I have a function that takes the items in a Python list, puts them through a function in R, and outputs them as a R ListVector. The problem is that I can't find in the documentation how to convert from a ListVector into a regular Python object. Here's my code:

from rpy2.robjects.packages import importr
from rpy2.robjects import r
forecast = importr("forecast")
parallel = importr("multicore")

data = [[1, 2, 3], [4, 5, 6,], [7, 8, 9]]

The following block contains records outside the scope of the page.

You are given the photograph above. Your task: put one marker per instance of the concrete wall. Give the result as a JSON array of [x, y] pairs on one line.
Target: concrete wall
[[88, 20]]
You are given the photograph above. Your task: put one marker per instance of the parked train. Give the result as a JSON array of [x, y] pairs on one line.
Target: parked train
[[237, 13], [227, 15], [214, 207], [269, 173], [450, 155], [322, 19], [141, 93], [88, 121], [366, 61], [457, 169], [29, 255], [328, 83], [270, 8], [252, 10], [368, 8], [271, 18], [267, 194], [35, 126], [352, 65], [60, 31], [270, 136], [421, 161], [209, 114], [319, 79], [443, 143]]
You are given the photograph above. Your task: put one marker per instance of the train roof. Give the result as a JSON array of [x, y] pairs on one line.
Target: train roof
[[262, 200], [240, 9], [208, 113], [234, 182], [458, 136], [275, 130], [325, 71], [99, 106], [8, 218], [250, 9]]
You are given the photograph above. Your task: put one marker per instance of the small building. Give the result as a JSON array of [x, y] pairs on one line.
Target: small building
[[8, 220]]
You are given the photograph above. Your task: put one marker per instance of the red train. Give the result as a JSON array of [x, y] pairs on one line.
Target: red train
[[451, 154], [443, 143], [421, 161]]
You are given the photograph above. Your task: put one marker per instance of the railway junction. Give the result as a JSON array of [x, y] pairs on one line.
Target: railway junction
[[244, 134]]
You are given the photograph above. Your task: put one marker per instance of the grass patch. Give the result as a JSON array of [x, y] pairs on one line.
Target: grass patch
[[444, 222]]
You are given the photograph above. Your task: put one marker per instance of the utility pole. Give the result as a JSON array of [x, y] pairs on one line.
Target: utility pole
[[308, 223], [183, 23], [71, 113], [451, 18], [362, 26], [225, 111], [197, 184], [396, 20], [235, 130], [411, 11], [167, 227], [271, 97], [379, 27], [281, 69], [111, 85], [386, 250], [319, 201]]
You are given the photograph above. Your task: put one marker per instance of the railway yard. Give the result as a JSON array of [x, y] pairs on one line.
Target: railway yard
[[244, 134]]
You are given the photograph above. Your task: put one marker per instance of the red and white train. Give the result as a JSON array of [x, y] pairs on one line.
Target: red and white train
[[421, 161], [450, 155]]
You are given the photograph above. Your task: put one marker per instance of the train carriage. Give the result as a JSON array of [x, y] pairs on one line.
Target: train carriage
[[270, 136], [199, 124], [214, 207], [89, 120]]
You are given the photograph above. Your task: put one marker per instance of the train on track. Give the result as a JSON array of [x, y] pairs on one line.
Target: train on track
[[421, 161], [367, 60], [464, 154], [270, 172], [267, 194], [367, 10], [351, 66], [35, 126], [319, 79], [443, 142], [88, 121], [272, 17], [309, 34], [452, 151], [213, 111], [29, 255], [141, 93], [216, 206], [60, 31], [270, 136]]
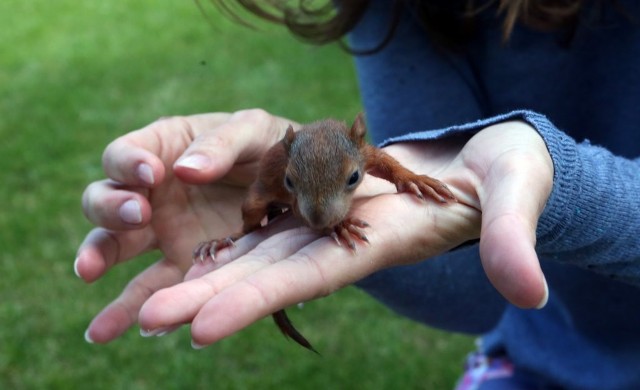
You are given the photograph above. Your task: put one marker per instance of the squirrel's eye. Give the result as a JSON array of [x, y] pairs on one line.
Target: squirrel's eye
[[354, 178], [288, 183]]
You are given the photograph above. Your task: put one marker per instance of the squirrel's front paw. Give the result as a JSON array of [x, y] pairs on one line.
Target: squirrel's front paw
[[424, 186], [208, 249], [349, 229]]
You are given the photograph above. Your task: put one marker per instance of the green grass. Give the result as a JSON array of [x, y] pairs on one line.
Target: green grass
[[75, 75]]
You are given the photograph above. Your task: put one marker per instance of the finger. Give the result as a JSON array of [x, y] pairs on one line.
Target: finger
[[298, 278], [239, 142], [180, 303], [102, 249], [508, 236], [115, 206], [122, 313], [141, 157], [322, 267]]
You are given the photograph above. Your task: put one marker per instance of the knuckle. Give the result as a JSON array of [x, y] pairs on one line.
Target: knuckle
[[255, 115]]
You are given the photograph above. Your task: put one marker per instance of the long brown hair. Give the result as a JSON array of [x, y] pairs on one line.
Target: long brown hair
[[449, 22]]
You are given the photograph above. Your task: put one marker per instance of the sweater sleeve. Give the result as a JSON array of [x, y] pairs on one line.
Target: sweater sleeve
[[592, 217]]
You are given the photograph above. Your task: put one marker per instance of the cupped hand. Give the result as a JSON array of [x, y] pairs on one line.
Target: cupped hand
[[502, 177], [155, 197]]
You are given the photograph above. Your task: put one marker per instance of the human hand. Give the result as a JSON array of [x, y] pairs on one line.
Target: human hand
[[502, 177], [156, 198]]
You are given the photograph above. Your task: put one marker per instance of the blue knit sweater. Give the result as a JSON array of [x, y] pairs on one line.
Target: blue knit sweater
[[585, 102]]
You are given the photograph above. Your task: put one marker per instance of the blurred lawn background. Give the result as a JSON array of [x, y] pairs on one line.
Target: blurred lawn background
[[75, 75]]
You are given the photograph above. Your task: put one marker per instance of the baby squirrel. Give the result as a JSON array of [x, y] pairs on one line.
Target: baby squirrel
[[314, 173]]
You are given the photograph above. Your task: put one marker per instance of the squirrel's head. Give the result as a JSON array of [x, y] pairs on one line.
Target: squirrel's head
[[325, 167]]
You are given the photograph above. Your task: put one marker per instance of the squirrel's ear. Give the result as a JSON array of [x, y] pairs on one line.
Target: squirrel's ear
[[358, 130], [288, 138]]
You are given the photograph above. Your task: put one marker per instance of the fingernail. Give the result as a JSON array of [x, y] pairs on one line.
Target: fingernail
[[159, 332], [130, 212], [145, 173], [195, 161], [545, 298], [75, 267], [87, 337]]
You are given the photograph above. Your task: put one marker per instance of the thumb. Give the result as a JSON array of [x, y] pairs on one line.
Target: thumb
[[510, 211]]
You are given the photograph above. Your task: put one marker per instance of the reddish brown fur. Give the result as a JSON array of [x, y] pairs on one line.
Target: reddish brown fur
[[320, 162]]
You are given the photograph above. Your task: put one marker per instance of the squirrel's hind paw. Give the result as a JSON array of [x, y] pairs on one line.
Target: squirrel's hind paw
[[424, 186]]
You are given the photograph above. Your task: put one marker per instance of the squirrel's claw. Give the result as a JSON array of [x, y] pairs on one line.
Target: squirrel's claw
[[349, 229], [424, 186], [208, 249]]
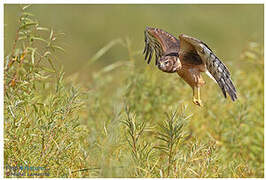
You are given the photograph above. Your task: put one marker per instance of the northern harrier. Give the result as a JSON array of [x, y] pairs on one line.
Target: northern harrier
[[188, 57]]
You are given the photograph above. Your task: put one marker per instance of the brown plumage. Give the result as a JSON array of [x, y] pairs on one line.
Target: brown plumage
[[188, 57]]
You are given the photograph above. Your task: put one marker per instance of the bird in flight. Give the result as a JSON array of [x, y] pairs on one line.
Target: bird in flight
[[189, 57]]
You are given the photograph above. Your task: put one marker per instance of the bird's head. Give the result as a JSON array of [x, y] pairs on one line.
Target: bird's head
[[169, 64]]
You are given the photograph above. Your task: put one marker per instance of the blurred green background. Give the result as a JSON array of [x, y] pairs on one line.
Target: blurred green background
[[234, 129], [225, 28]]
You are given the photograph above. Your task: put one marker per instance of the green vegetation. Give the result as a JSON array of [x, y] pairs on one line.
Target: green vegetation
[[126, 118]]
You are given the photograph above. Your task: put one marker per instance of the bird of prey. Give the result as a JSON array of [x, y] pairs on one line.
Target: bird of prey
[[189, 57]]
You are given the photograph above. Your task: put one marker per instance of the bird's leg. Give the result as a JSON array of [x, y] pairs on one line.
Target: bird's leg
[[196, 96]]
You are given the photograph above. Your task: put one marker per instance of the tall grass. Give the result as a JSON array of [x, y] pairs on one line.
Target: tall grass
[[129, 120]]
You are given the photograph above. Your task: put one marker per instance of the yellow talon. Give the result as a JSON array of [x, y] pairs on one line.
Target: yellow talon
[[196, 97]]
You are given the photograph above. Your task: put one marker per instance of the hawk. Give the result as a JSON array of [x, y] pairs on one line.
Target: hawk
[[189, 57]]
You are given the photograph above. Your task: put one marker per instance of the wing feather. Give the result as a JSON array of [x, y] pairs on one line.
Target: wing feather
[[160, 43], [215, 66]]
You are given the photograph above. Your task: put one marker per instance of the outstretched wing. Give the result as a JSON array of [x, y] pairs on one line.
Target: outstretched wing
[[201, 52], [159, 42]]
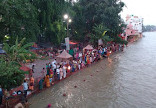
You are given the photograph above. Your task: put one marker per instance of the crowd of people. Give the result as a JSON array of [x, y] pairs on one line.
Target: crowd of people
[[58, 70]]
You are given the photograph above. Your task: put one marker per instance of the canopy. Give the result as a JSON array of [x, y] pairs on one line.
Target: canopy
[[88, 47], [64, 55]]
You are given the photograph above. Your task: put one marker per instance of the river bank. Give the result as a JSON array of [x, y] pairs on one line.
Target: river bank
[[128, 81]]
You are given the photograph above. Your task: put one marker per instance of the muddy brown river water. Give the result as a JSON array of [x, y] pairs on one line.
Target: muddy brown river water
[[125, 80]]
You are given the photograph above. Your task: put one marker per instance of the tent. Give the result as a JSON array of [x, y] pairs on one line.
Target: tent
[[88, 47], [24, 68], [64, 55]]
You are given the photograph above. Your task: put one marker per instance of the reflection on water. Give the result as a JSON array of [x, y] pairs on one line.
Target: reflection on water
[[125, 80]]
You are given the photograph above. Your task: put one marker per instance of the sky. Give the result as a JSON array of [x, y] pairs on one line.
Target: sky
[[142, 8]]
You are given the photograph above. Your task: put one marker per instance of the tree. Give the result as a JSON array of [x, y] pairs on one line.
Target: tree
[[18, 18], [96, 12], [10, 73]]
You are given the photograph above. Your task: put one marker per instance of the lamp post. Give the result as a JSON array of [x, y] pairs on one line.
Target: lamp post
[[68, 20]]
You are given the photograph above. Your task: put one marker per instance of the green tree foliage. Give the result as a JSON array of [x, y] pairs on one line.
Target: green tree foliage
[[18, 52], [51, 19], [98, 12], [18, 18], [149, 28], [10, 75]]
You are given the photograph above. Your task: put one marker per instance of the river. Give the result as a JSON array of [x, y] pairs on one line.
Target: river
[[125, 80]]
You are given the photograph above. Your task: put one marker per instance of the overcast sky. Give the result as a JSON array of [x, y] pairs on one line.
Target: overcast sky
[[143, 8]]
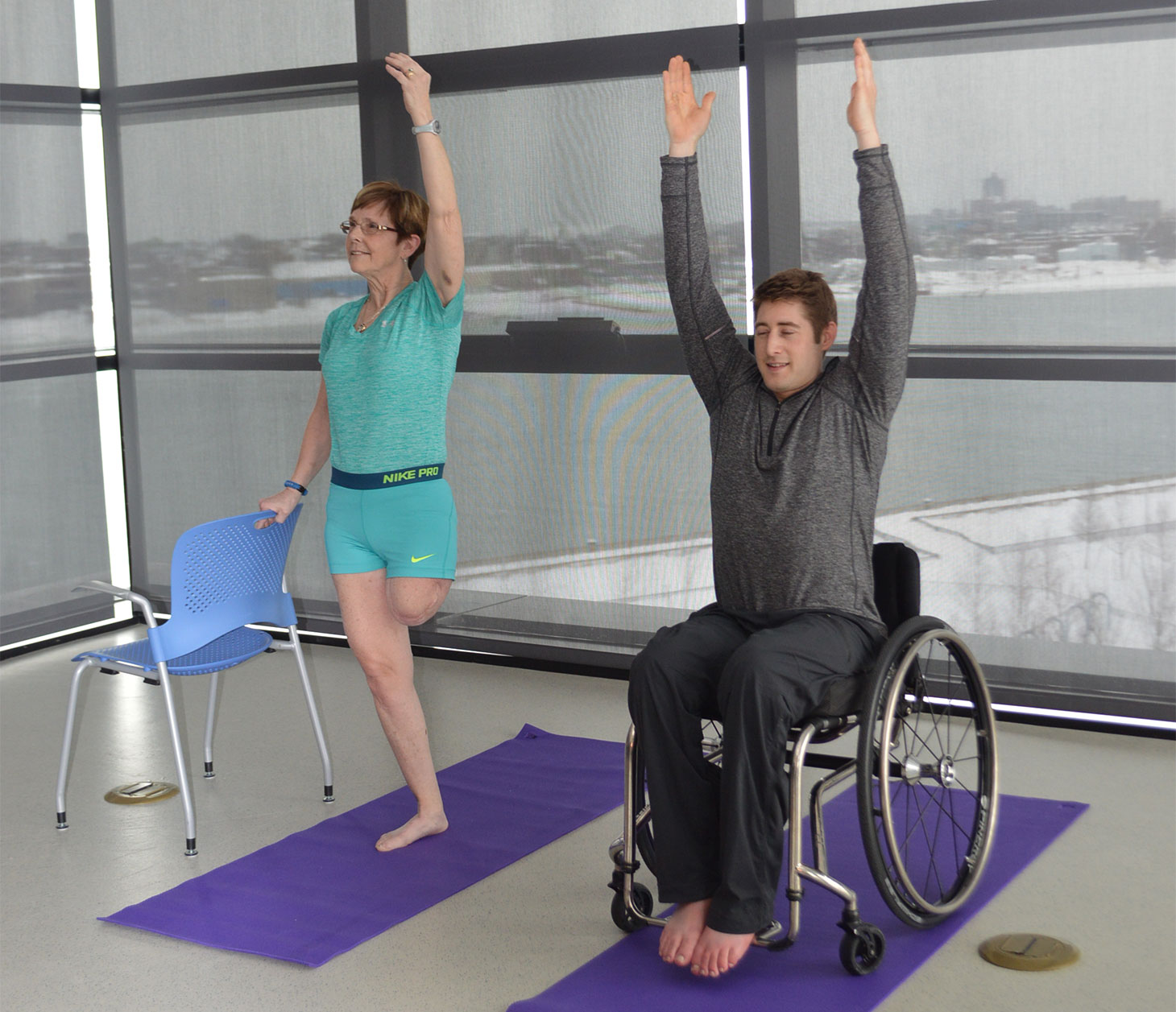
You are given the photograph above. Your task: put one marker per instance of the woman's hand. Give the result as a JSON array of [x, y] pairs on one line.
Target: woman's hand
[[283, 505], [414, 81], [685, 120], [862, 99]]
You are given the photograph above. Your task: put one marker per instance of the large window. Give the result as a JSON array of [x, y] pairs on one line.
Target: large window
[[1033, 459]]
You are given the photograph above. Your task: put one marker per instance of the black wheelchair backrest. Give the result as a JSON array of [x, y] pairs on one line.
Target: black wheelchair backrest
[[896, 588]]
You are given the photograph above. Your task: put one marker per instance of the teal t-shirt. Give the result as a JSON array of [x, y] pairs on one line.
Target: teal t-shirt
[[387, 387]]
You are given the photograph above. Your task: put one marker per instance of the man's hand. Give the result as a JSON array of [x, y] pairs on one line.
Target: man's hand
[[862, 100], [685, 120]]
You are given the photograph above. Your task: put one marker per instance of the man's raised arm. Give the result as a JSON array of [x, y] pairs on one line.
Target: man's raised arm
[[708, 335], [886, 304]]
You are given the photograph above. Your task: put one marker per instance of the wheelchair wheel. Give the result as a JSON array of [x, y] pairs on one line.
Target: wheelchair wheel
[[862, 948], [644, 901], [927, 772]]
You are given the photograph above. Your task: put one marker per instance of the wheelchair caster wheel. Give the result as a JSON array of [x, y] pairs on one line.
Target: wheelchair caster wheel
[[642, 899], [862, 948]]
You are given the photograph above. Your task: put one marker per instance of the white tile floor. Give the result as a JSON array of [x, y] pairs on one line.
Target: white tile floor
[[1107, 886]]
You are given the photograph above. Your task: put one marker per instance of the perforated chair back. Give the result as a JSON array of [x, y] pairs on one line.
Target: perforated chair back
[[896, 583], [226, 574]]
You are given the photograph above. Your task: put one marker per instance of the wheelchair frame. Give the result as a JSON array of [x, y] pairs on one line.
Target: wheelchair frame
[[902, 705]]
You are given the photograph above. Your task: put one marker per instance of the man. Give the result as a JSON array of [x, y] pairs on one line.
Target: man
[[797, 446]]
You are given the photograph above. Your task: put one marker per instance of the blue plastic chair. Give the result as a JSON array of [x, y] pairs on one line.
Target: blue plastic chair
[[225, 574]]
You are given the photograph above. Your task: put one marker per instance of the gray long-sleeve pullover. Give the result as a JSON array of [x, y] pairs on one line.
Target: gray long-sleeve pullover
[[794, 483]]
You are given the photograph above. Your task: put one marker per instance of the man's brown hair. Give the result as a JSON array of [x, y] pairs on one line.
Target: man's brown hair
[[808, 288]]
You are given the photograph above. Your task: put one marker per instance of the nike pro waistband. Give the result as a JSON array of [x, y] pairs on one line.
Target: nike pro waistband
[[383, 480]]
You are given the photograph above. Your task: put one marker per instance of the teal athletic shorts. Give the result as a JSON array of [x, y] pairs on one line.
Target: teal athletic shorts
[[407, 528]]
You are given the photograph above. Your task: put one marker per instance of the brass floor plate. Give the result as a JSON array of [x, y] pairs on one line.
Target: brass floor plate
[[141, 792], [1025, 951]]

tuples = tuple(tuple(x) for x in data)

data_list = []
for i in range(0, len(data)):
    result1 = "k = as.numeric((list%r))" % (tuples[i],)
    data_list.append(result1)

def forecaster(item):
    rcode = item
    r(rcode)
    rcode1 = 'j <- ts(k)'
    r(rcode1)
    rcode2 = 'p <- parallel(forecast(k, 5, level = c(80,95)))'
    r(rcode2)
    rcode3 = 'collect(list(p))'
    return r(rcode3)


z = [forecaster(x) for x in data_list]

Running z gives me output like this:

[<ListVector - Python:0x4e5f908 / R:0x4a0fcd8>
[ListVector]
<ListVector - Python:0x4e5f908 / R:0x4a0fcd8>
[ListVector], <ListVector - Python:0x4e5fcf8 / R:0x49f9c48>   

...And so on. Could someone please help me figure out how to convert these ListVectors into something I can actually use in Python? Thanks.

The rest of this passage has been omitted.